Я взглянул на Мейсонье и снова принялся наполнять бутылки. Когда в 1970 году, отказавшись от директорства в школе, я взялся за дядино дело, в Мальжаке считали, что я совершаю весьма опрометчивый шаг. А когда к тому же я еще купил Мальвиль — тут уж сомнений не оставалось: Эмманюэль хоть и получил образование, но такой же сумасброд, как дядюшка. Но вот шестьдесят пять гектаров, сплошь заросших кустарником, превращены в плодородные поля. Но вот виноградники Мальвиля приведены в божеский вид и уже дают первоклассное вино. Но скоро я еще стану зашибать денежки, и немалые, открыв замок для посещения туристов. И самое главное — я вернулся в лоно мальжакских традиций, вновь завел коров. Таким образом, в течение шести лет в глазах общественного мнения я совершил колоссальный скачок. Из безумца превратился в ловкача и делягу. И почему бы ловкачу, так бойко умевшему устраивать свои личные дела, не сделать того же самого и для всей коммуны?
Одним словом, Мальжак ошибался дважды: в первый раз — считая меня безумцем, и теперь — собираясь доверить мне дела мэрии. Из меня никогда бы не получилось хорошего мэра, этого рода деятельность меня не слишком интересовала. Но Мальжак в своей слепоте не видел, что у него под самым носом есть человек, действительно созданный для роли мэра.

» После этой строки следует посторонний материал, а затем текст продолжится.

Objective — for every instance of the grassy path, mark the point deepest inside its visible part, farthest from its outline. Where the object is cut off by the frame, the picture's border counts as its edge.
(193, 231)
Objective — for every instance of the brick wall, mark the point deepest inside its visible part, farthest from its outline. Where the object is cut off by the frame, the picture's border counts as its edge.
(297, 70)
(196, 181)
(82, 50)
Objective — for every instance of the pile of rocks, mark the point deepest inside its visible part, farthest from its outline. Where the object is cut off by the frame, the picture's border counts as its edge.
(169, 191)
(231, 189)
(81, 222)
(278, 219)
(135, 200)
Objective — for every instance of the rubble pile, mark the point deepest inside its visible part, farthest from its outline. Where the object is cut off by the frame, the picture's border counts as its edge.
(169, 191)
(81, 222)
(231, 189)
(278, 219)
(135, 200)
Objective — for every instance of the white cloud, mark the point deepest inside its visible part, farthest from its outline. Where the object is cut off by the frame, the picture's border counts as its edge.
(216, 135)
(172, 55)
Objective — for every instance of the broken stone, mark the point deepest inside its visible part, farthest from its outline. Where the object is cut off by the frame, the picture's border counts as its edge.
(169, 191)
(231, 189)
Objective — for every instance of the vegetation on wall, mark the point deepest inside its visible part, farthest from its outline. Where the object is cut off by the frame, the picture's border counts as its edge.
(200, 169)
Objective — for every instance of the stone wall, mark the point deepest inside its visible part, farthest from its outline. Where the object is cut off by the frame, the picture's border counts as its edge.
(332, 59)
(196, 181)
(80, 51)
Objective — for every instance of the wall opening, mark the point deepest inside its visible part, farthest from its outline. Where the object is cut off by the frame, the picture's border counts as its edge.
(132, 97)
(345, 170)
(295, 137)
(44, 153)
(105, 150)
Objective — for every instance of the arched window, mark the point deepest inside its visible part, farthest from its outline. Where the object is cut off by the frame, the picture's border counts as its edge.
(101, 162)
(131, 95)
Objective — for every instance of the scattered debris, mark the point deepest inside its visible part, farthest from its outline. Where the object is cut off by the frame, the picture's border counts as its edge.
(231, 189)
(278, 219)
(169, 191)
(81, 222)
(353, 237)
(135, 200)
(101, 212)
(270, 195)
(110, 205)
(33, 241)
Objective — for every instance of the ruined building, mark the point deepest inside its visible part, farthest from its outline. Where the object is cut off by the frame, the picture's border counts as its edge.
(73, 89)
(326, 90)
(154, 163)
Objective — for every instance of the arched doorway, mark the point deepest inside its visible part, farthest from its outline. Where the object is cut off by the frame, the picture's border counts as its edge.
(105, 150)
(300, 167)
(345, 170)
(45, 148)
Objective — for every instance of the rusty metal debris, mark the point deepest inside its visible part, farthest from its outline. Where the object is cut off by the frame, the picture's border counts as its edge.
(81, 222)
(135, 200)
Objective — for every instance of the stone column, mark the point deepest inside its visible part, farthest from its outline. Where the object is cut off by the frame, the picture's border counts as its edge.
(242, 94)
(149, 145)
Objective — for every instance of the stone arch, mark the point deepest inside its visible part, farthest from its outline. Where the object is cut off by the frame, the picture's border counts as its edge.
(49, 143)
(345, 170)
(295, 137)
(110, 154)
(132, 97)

Снова, не закрыв за собой двери — правда, на этот раз у него были заняты обе руки, — в подвал ввалился Момо, он притащил не три, а целых шесть стаканов, явно не забыв собственную персону. Стаканы были вставлены один в другой, и на стенках самого верхнего отпечаталась его грязная пятерня. Я встал.
— Дай-ка сюда, — сказал я и побыстрее забрал у Момо стаканы. И тут же вручил ему верхний, испачканный стакан. Затем, открыв бутылку с вином урожая 1975 года, на мой взгляд самого у меня удачного, я, несмотря на традиционные отнекивания и отказы, поднес каждому по стаканчику. Как раз в эту минуту в подвал спустился Тома. Он-то, конечно, тщательно прикрыл за собой обе двери и с бесстрастным лицом прошагал в глубину подвала, более, чем когда-либо похожий на греческую статую, хотя и обряженную в современный черный дождевик и каску мотоциклиста.

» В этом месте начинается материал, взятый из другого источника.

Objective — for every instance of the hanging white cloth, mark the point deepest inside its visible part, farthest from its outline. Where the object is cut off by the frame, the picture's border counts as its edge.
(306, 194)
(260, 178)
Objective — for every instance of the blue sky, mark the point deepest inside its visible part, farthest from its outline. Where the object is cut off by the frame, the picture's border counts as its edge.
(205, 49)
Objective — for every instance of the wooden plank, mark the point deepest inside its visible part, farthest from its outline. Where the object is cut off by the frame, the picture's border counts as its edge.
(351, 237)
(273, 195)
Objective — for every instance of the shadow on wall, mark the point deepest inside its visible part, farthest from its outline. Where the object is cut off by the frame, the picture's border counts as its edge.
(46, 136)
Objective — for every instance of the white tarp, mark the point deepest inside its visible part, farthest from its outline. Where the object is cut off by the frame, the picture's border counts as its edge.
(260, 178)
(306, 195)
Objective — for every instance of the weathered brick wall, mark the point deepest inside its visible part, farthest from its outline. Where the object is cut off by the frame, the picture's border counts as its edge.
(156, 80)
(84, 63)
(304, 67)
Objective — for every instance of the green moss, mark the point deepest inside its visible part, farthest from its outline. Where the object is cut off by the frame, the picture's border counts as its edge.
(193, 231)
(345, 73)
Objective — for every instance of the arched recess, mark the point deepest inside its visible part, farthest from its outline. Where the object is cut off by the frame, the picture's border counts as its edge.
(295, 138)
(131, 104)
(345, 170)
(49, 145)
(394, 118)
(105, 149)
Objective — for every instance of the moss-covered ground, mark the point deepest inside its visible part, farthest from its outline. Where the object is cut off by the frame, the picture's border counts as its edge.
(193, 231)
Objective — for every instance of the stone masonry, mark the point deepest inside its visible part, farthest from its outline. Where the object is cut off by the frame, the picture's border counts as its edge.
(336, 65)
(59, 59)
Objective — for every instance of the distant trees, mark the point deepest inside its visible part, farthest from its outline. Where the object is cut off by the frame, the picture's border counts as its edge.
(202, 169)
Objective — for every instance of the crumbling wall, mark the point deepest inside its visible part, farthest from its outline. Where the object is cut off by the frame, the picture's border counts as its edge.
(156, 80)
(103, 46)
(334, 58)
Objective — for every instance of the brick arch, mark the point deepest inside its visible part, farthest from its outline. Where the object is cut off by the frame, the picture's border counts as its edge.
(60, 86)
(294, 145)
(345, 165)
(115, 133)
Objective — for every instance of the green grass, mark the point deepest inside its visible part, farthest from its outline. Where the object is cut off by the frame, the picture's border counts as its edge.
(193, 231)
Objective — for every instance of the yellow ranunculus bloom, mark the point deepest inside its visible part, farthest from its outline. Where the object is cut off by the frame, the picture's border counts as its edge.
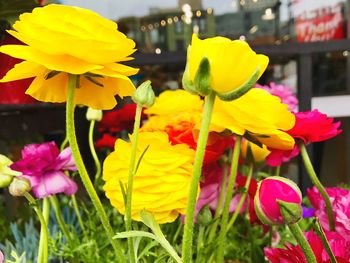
(173, 108)
(232, 63)
(259, 114)
(162, 181)
(259, 153)
(63, 39)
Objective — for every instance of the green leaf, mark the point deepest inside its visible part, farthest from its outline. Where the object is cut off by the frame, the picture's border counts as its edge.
(162, 241)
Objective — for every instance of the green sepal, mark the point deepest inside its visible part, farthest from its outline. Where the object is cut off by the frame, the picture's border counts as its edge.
(202, 80)
(243, 89)
(186, 82)
(260, 214)
(291, 212)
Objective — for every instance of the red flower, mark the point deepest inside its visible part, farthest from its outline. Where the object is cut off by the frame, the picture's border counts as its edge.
(12, 92)
(120, 119)
(107, 141)
(216, 144)
(314, 126)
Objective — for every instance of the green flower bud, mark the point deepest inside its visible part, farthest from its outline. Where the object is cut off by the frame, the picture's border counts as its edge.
(204, 217)
(6, 173)
(19, 186)
(93, 115)
(144, 95)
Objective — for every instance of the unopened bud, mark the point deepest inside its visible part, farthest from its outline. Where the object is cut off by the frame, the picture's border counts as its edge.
(19, 186)
(93, 115)
(144, 95)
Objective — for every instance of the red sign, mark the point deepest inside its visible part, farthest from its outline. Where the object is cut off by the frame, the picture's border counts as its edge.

— Возьми-ка, — сказал я, протягивая ему свой стакан.
— Нет, спасибо, — ответил Тома, — я с утра никогда не пью.
— Еще раз здрасьте! — дружелюбно заулыбался ему длинный Пейсу.

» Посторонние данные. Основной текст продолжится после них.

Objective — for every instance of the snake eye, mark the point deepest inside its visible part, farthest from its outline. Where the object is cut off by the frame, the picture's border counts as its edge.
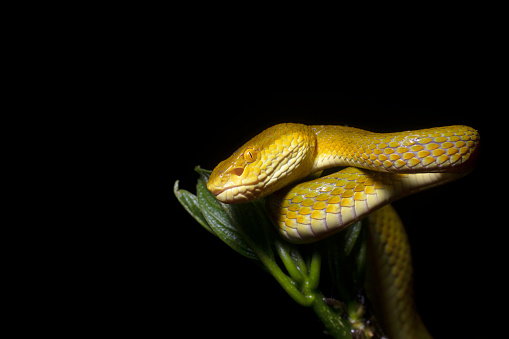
(250, 155)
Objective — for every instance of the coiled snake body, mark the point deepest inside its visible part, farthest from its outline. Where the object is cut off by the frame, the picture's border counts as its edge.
(381, 168)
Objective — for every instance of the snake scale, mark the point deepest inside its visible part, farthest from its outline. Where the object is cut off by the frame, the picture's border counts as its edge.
(380, 168)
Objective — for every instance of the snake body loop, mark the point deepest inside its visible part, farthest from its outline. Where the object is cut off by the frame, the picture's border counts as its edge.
(388, 166)
(381, 168)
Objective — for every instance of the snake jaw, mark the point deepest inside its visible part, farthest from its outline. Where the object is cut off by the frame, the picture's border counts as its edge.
(278, 156)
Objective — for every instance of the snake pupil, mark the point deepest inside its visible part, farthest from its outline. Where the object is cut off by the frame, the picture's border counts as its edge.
(250, 155)
(238, 171)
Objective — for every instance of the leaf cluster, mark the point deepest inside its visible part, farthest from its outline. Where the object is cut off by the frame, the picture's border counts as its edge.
(247, 229)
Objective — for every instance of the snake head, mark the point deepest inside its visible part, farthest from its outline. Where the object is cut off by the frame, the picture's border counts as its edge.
(279, 155)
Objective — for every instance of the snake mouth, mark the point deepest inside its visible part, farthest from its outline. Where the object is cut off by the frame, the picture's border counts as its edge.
(231, 194)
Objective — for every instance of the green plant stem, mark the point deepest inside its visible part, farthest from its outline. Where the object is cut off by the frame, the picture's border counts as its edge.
(337, 327)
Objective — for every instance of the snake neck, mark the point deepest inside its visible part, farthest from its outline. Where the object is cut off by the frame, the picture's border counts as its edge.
(331, 144)
(441, 149)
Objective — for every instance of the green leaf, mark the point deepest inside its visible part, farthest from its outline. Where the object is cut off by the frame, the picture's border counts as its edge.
(219, 217)
(190, 203)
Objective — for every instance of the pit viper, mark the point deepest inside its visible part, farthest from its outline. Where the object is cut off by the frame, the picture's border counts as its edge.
(380, 168)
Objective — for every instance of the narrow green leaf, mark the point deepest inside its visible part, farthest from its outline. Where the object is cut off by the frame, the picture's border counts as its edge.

И поскольку Тома взглянул на него, не ответив на его приветствие, даже не улыбнувшись, он смущенно пояснил:
— Мы уже с вами сегодня здоровались.
— Всего двадцать минут назад, — все с тем же неподвижным лицом ответил Тома. Ясно, он не видел никакой необходимости здороваться вторично, раз это уже было сделано.
— Я зашел тебя предупредить, — обратился он ко мне, — чтобы ты сегодня не ждал меня к обеду.
— Да прикрути ты хоть немного свою тарахтелку! — крикнул я Момо. — Никакого терпения не хватает!
— Слышал, что тебе Эмманюэль говорит, — прикрикнула на сына Мену.
Момо, прижав к себе левой рукой транзистор, отскочил на несколько шагов в сторону, свирепо взглянул на нас и даже не подумал уменьшить звук.
— Ну и хорошенький же подарочек ты ему поднесла к Рождеству, — сказал я Мену.
— Горемыка мой бедненький! — отвечала старуха, моментально меняя фронт. — Так ему все-таки повеселее чистить твои конюшни.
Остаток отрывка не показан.